Virtualization, in the twilight of 2010, has become at last a mainstream technology. It enjoys widespread adoption across every sector—except those, that is, in which audit plays a primary role. Fortunately, 2011 may see some of these last bastions of technological-conservatism finally accept what is arguably the most important development in computing in the 21st century.
The problem with virtualization, of course, is that it discards the simple and comfortable division between physical systems, replacing this with an abstraction that few of us fully understand. We can read all we want about the theory of virtualization and the design of a modern hypervisor, but in the end, accepting that there exists provable isolation between running images requires a leap of faith that has never sat well with the auditing community.
To be fair to the auditors, when that person’s career depends on making a judgment of the relative security risk associated with a system, there is a natural and understandable tendency toward caution. Change may be fast in matters of technology, but human process is tangled up with complexities that just take time to work through.
The payment card industry may be leading the way toward legitimizing virtualization in architectures subject to serious compliance concerns. PCI 2.0, the set of security requirements for enhancing security around payment card processing, comes into effect Jan 1, 2011, and provides specific guidance to the auditing community about how they should approach virtualization without simply rejecting it outright.

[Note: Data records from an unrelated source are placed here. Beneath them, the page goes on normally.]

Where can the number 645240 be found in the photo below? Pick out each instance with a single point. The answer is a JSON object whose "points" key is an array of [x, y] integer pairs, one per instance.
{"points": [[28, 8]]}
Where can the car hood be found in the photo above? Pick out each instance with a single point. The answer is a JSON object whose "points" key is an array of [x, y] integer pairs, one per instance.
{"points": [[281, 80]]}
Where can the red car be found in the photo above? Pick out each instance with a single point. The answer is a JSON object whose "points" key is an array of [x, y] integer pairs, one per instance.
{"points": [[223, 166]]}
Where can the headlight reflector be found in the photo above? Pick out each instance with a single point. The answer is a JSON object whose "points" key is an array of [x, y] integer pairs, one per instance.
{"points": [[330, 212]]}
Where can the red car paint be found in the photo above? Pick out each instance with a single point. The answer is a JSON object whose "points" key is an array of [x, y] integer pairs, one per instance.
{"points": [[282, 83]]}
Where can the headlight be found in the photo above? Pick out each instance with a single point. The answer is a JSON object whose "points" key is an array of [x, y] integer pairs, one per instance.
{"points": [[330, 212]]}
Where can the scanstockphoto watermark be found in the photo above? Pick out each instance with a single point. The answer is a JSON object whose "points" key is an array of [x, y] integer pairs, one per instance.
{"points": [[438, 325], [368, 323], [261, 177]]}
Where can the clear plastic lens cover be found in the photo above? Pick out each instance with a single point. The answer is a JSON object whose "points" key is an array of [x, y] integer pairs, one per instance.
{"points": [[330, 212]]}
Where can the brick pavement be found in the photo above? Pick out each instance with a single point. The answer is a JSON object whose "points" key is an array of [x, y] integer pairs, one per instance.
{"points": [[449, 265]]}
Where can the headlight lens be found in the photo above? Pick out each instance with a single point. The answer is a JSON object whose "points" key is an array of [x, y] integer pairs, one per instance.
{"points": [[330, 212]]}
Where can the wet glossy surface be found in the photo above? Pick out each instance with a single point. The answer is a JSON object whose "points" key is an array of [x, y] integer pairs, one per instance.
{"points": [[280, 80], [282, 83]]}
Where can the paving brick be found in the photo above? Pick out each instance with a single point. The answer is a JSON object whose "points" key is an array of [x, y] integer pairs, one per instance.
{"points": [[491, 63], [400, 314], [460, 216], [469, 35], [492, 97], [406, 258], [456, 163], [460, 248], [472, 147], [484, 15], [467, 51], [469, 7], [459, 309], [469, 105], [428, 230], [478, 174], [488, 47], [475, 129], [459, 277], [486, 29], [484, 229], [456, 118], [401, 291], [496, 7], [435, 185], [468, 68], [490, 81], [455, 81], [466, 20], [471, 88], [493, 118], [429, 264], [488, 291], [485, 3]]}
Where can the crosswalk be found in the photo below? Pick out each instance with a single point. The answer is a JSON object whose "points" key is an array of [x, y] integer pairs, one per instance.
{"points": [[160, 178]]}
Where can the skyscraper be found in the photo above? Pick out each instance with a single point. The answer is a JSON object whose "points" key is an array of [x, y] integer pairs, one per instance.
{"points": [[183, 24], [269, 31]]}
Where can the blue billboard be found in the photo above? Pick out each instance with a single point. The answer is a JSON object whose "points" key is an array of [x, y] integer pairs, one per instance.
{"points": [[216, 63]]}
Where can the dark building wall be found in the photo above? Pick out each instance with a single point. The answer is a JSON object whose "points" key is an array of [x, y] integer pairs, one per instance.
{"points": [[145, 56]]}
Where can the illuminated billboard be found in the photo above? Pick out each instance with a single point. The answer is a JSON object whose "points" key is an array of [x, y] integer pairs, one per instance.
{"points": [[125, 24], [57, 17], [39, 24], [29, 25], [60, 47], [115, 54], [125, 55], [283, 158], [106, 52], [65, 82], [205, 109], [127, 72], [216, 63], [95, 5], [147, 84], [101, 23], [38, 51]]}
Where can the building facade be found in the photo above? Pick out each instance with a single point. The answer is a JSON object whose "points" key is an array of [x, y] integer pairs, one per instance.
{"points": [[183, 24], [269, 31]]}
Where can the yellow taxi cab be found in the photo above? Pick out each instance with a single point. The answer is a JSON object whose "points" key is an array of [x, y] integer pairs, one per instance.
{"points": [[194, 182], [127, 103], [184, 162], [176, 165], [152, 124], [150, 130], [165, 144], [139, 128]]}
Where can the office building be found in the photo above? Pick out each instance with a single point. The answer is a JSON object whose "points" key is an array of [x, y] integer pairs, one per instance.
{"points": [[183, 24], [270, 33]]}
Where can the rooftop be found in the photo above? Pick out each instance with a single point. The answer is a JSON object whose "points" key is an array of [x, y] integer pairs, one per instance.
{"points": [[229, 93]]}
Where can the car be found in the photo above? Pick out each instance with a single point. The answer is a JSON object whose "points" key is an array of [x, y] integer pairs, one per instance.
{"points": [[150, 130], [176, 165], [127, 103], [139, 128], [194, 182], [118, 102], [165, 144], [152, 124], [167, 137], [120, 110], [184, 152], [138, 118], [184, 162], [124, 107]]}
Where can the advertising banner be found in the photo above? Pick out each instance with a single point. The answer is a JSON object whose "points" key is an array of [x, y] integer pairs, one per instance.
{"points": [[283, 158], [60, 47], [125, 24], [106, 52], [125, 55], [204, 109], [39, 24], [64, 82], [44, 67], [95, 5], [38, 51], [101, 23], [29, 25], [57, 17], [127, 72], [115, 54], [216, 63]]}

Charles Babcock, in InformationWeek, published a good overview of the issue. He writes:
Interpretation of the (PCI) version currently in force, 1.2.1, has prompted implementers to keep distinct functions on physically separate systems, each with its own random access memory, CPUs, and storage, thus imposing a tangible separation of parts. PCI didn’t require this, because the first regulation was written before the notion of virtualization became prevalent. But the auditors of PCI, who pass your system as PCI-compliant, chose to interpret the regulation as meaning physically separate.
The word that should pique interest here is interpretation. As Babcock notes, existing (pre-2.0) PCI didn’t require physical separation between systems, but because this had been the prevailing means to implement provable isolation between applications, it became the sine qua non condition in every audit.
The issue of physical isolation compared to virtual isolation isn’t restricted to financial services. The military advocates similar design patterns, with tangible isolation between entire networks that carry classified or unclassified data. I attended a very interesting panel at VMworld back in September that discussed virtualization and compliance at length. One anecdote that really struck me was made by Michael Berman, CTO of Catbird. Michael is the veteran of many ethical hacking jobs. In his experience, nearly every official inventory of applications his clients possessed was incomplete, and it is the overlooked applications that are most often the weakness to exploit. The virtualized environment, in contrast, offers an inventory of running images under control of the hypervisor that is necessarily complete. There may still be weak (or unaccounted for) applications residing on the images, but this is nonetheless a major step forward through provision of an accurate big picture for security and operations. Ironically, virtualization may be a means to more secure architectures.
I’m encouraged by the steps taken with PCI 2.0. Fighting audits is a nearly always a loosing proposition, or is at best a Pyrrhic victory. Changing the rules of engagement is the way to win this war.